Design and develop efficient AI frameworks and real-time technical systems with constraints on low-compute, low-power and overall system latency.
Lead the development of systems and methods to enable quick prototyping, proof of concept, or proof-of-experience and demonstrations.
Contribute to datasets designs and large-scale data processing for real-time evaluations of efficient audio-visual machine learning methods.
Contribute to the technical strategy and establish new execution methods where relevant for efficient compute driven AI systems in Audio AR and VR applications.
Summarize technical findings to cross-org collaborators, and influence system design and integration decisions of multi-modal AI systems supporting hearing technologies in AR and VR.
Additional Requirements(额外要求)
8+ years of experience working on core and applied computer vision methods.
Experience with real-time AI modeling and systems design for wearable computing.
3+ years of experience working on audio-visual and multi-modal learning methods for egocentric perception.
Experience with real-time statistical modeling including heuristics driven computer vision methods for egocentric data processing.
Experience developing end-to-end ML pipelines, including dataset design, dataset preprocessing, model development and evaluation, and software integration into platforms.

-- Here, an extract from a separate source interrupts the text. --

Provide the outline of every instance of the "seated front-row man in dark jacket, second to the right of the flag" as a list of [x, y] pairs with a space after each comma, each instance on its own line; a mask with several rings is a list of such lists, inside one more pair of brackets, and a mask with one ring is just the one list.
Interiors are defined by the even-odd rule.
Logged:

Experience bridging and adopting machine learning systems from research into potential tech-transferable packages for production.
Experience with large-scale or distributed cluster computing for training, development and offline inference of machine learning models.
Experience with interdisciplinary and/or cross-cultural collaboration with domain researchers in speech processing, auditory perception, psychoacoustics or related.